In the meantime, Barber continued to speak out about his concerns and to compile documents on the company and its rifle. He was a major source in CNBC’s hourlong 2010 documentary, which relied heavily on his research and opinions.
Barber had long thought Remington might be concealing its prior knowledge about possible defects in the trigger mechanism, but he said he didn’t realize the depth of Remington’s deception until the past year, as he reviewed a batch of records and court filings from a 1991 lawsuit filed against Remington by the Aleksich family of Butte.
The Aleksich lawsuit was over a 1988 incident similar to the one that killed Barber’s son. Fourteen-year-old Brent Aleksich was shot through both legs by his brother, Brock, when the Remington 700 that Brock was holding fired after he released the safety, the lawsuit said.
The Aleksiches settled the suit with Remington in 1995. The settlement and many accompanying documents were sealed.
The documents were unsealed last year by U.S. District Judge Richard Cebull of Billings, in response to a petition filed by Barber.
Within those documents are company memos, internal reports and other items produced in connection with the Butte lawsuit that show Remington was well aware of problems with the Remington 700’s fire-control and trigger mechanism, Barber said.
For example, company gun examination reports from the 1970s showed that Model 700 rifles had fired when the safety is released when small metal shavings had “reduced the engagement to a dangerous level” on the trigger mechanism.

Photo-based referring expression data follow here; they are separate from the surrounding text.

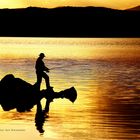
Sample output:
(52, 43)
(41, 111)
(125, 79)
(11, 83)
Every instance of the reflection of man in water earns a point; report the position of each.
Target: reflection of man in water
(41, 70)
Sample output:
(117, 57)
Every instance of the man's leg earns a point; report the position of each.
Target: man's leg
(47, 80)
(39, 80)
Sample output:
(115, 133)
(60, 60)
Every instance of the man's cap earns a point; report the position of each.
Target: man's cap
(42, 54)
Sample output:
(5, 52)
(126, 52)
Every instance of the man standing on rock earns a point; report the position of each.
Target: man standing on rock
(41, 70)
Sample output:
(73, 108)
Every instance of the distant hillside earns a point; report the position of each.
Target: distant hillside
(69, 22)
(137, 8)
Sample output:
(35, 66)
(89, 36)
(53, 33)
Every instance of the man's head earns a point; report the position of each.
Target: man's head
(42, 55)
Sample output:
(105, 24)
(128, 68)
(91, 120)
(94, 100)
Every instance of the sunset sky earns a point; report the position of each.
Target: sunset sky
(116, 4)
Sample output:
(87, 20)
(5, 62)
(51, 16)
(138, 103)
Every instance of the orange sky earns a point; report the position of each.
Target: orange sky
(116, 4)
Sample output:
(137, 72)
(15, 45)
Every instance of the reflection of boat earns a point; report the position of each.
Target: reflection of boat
(17, 93)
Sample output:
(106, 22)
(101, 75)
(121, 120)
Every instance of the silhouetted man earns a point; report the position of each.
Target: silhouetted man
(41, 70)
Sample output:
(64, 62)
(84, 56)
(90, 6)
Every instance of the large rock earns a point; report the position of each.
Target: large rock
(19, 94)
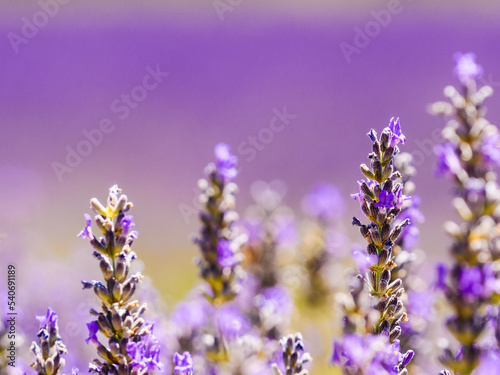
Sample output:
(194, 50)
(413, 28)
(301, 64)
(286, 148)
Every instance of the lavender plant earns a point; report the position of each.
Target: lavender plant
(381, 198)
(218, 241)
(420, 298)
(50, 348)
(270, 226)
(131, 348)
(469, 156)
(293, 356)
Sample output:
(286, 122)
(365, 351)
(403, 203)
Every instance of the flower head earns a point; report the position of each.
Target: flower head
(183, 363)
(385, 200)
(466, 68)
(145, 353)
(50, 319)
(225, 255)
(86, 232)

The company also had “gallery reports” on new rifles that had fired unintentionally in the manufacturing plant, in the hands of Remington’s own employees, the records showed.
The fraud, Barber alleged, was committed by Remington when it denied existence of these documents and did not produce them in pre-1995 lawsuits against the company, despite orders by courts to do so.
Barber also said Remington has defrauded the public by refusing to acknowledge defects in the rifle. He acquired an email from December 2005 in which Remington responded to a man whose daughter was injured by a Model 700 rifle that fired unintentionally, and said it was “not aware of the issue you experienced in the Model 700.”
“What they told that man was wrong,” Barber said. “And it endangers his life. They gave him false information and a false sense of security that the rifle was safe.”
Barber has said for years that Remington should recall the rifles with the defective fire-control mechanisms or, at the very least, warn the public about its potential danger of firing without the trigger being pulled.
Since the company has shown no inclination to do either, he said it’s time Remington was held accountable for what Barber sees as criminal deception that has killed and maimed many people — and will harm many more.
“There is a tremendous body of evidence that shows what they knew, when they knew it and what they did or didn’t do with that body of knowledge,” Barber said. “Anyone who relies on (Remington’s bad) information, it will lead to more injuries and death. I believe that’s criminal, not to mention unethical and immoral.”